ABSTRACT

Apart from being the name of one of Iran's 25 provinces, Kurdistan exists largely as a cultural, and increasingly political, abstract. It exists as a region within the hearts and minds of the majority of Kurds, and their sympathizers, yet this region is unlikely to be found on any academic maps, and will certainly not be found on any maps produced by the government agencies of the four countries that Kurdistan overlaps. Kurdistan's existence as a discrete area containing a fairly homogeneous population of Kurdish-speaking Indo-Europeans, cannot be doubted.
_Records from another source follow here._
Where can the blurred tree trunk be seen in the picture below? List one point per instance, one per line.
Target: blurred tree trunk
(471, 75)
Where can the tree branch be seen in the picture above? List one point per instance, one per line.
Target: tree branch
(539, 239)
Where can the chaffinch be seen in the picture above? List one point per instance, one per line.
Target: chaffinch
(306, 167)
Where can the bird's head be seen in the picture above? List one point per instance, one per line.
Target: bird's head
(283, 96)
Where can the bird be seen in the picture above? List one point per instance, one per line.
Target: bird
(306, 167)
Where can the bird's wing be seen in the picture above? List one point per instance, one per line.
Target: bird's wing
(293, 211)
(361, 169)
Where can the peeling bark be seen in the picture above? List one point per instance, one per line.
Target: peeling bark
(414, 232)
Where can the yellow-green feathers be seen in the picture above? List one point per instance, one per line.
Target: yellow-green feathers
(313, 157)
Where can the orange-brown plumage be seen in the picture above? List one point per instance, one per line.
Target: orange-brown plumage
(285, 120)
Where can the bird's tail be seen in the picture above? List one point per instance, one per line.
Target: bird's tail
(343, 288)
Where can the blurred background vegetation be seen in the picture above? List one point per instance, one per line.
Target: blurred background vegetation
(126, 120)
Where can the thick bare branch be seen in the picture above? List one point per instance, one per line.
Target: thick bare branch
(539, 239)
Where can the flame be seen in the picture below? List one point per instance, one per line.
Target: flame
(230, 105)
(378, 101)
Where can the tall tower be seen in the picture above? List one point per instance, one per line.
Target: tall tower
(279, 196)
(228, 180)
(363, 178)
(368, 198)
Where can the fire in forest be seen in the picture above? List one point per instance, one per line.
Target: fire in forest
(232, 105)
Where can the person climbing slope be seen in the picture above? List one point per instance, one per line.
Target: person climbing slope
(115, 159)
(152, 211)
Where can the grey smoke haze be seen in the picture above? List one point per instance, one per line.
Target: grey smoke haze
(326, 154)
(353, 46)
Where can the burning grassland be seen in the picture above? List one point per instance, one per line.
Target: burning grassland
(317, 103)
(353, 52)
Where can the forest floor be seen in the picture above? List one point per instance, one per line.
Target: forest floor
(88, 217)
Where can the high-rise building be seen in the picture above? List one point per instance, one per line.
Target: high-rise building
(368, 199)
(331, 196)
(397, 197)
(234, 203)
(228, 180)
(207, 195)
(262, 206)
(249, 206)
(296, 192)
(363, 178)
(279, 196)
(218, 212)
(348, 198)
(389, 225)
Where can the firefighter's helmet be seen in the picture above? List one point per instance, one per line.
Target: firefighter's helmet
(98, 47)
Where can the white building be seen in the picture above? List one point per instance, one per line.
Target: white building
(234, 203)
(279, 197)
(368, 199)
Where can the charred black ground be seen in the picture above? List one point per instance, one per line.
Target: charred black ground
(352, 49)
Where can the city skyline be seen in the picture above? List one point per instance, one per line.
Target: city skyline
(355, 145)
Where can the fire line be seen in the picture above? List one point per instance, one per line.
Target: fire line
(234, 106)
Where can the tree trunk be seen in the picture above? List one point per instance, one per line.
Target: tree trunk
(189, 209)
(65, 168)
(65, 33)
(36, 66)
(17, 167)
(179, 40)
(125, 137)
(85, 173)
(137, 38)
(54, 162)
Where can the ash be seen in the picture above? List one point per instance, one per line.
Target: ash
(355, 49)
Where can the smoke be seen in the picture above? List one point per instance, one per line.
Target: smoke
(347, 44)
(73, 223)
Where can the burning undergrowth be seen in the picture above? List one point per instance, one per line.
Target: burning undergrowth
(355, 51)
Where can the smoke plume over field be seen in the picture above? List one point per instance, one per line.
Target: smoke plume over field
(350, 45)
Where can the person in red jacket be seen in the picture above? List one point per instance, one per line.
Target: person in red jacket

Indeed such an area has been recognized, documented and mapped by outsiders for over 100 years.1 The Sharafnameh, an epic history of the Kurdish people between 1290 and 1596, written by Sharaf Khan Bitlisi in 1596, probably contained the first indigenous attempt at defining the limits of Kurdistan.2 Since the 1940s, attempts have also been made by certain Kurds themselves to map the region, culminating in the adoption of a stylised map of Greater Kurdistan. This map has become almost an inalienable part of the Kurdish nationalist mythology, to the extent that many Kurds seriously believe that the area traditionally inhabited by Kurds reaches to one or more seas, giving essentially landlocked Kurdistan port cities.3 It is this question of the extent of the area that can be defined as Kurdistan and of its exact borders that is probably the most vexing even for Kurds. Kurds share, since the time of the venerable Sharaf Khan, a predilection for exaggerating their numbers and their area of habitation, both historically and in the present time. Their host countries, currently Iran, Iraq, Syria and Turkey, similarly share a predilection for underestimating and even falsifying the Kurds' numbers and habitat. All of these states have at various times made their own attempts at reducing the Kurdish population, either absolutely or just within the zone of Kurdistan itself.